Since this string is used in multiple places I would recommend creating a global constant at the beginning and then inserting it into f-strings wherever it is used. This way you don't have to worry about having the text correspond between its different invocations and can easily change it in the future. Something like
WELL_EXISTS_SUBSTRING = "Well already in database for well_name_point_id"
...
...
...
if error_text.startswith(WELL_EXISTS_SUBSTRING)
...
...
raise ValueError(f"{WELL_EXISTS_SUBSTRING} `{model.well_name_point_id}`")| ) | ||
|
|
||
|
|
||
| def test_bulk_upload_water_levels_reports_duplicate_well_name_matches(): |
There was a problem hiding this comment.
This test raises what appears to be an omission in the DB. Shouldn't names be unique? That would prevent this error from even occuring. There's even a TODO above the name column:
# TODO: should name be unique?
Summary
This PR hardens the CSV importers around duplicate water well names.
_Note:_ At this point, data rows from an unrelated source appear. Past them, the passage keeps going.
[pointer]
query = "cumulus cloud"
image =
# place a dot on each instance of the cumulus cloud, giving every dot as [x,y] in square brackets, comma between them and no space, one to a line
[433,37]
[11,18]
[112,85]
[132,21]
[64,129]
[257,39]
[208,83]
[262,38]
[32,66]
It updates the well inventory importer so it:
water wellwith the sameThing.namealready exists elsewhere in the databaseThingrecordsIt also keeps the water-level importer defensive so ambiguous well lookups no longer crash the CLI and instead return a row-level validation error.
Why
This PR addresses the following problem / context:
I found that duplicate
Thing.namerecords forwater wellcould exist in the database, and at least one duplicate appears to have been introduced by the well inventory import path.That caused two issues:
Thingwith the same well nameMultipleResultsFoundwhen trying to resolve a well by nameHow
Implementation summary - the following was changed / added / removed:
well_name_point_idvalidation error when the well already existsWhy This Approach
The well inventory importer still needs to support safe reruns of the same import, so the existing
_find_existing_imported_well()logic is evaluated first.Only if the row does not match a prior import do we check whether a well with the same name already exists in the database and block creation.
That gives us:
ThingcreationNotes
Any special considerations, workarounds, or follow-up work to note?
Thing.namerows already in the database. Any pre-existing duplicates should be identified and resolved separately.